I usually just use subqueries and a join, rather than doing multiple fetches, so in my case it looks more like:

SELECT t.* FROM mytable t
JOIN zip z ON (z.zip = t.zip)
WHERE z.geom && expand(
    (SELECT geom FROM zip WHERE zip = '10001'), 1)
AND distance_sphere(geom,
    (SELECT geom FROM zip WHERE zip = '10001')) <= (15 * 1609.344);

PostGIS: Calculate Distance Between ZIP Codes

Friday, November 14th, 2008

Followup Post: PostGIS: Bounding Box Indexing

Recently, I’ve been playing around with PostGIS (that’s geographic information system). The function, distance_sphere (or ST_distance_sphere, depending on the version), is of particular interest to me. Here’s what the documentation has to say about it:

“ST_distance_sphere(point, point), Returns linear distance in meters between two lat/lon points. Uses a spherical earth and radius of 6370986 meters. Faster than distance_spheroid(), but less accurate. Only implemented for points.”

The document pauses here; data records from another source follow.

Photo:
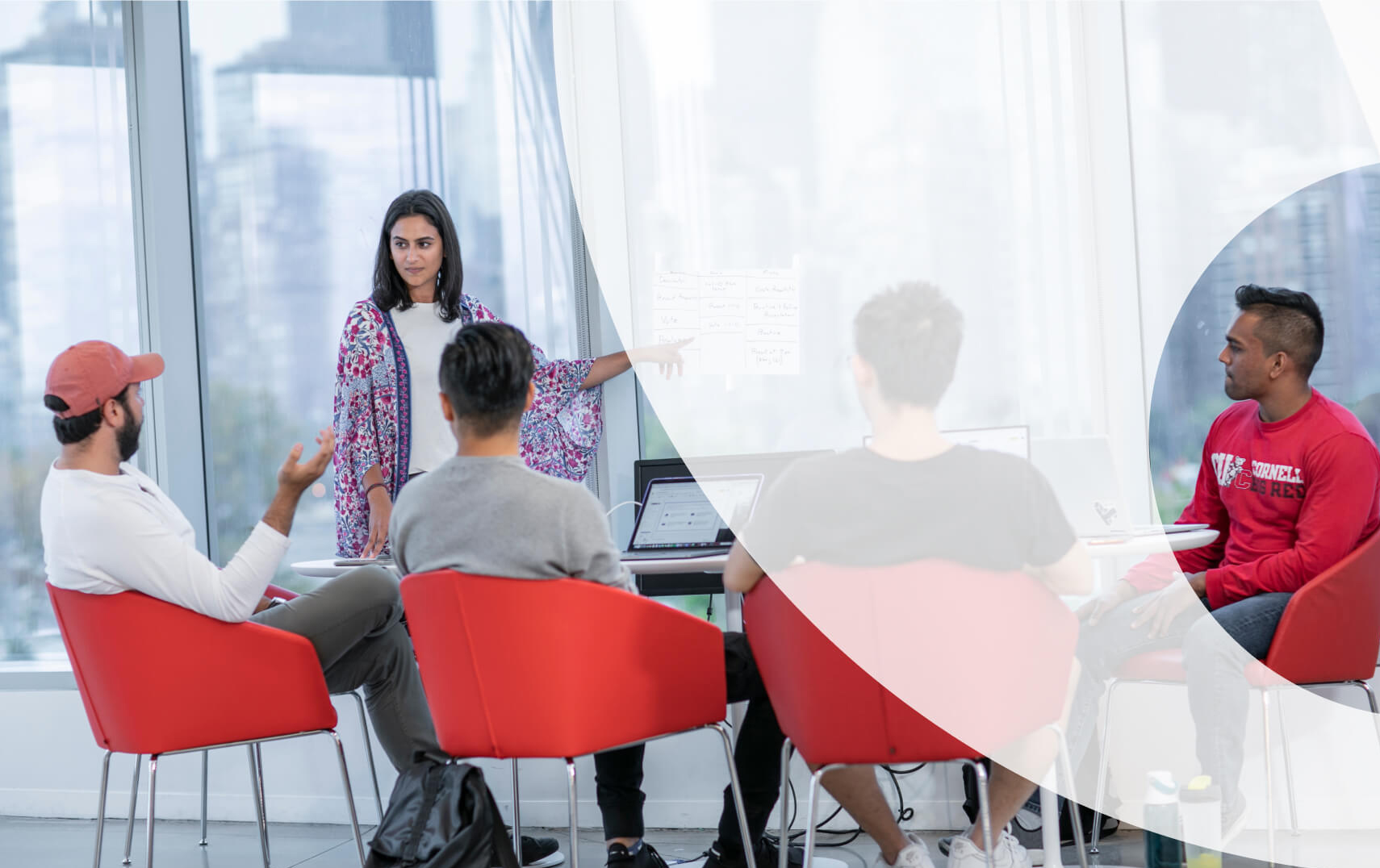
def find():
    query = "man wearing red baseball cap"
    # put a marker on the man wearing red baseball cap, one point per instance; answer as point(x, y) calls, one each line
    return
point(108, 528)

This function is especially useful for calculating the approx. distance between zip codes. Lets say you have a table like this:

CREATE TABLE zip (
    zip CHAR(5) NOT NULL PRIMARY KEY,
    latitude FLOAT8 NOT NULL,
    longitude FLOAT8 NOT NULL
);

You could simply add a new column like so:

ALTER TABLE zip ADD COLUMN geom GEOMETRY;

Then populate the new column:

UPDATE zip SET geom = makepoint(longitude, latitude);

The function distance_sphere, calculates the distance in meters. In order to convert the result to miles, it needs to by divided by 1609.344. Lets say, you want to get all zip codes within 15 miles another zip code, say 10001. You could simply do:

SELECT zip FROM zip WHERE
    distance_sphere(geom,
        (SELECT geom FROM zip WHERE zip = '10001'))
    <= (15 * 1609.344);

There doesn’t seem to be a way to use an index to speed the query up, but it is still significantly faster than other methods. On the application side, you could use something like Memcached to cache the results, if applicable.

There are more accurate ways to find the distance between lat/lon points, however, they also require more work, and are slower.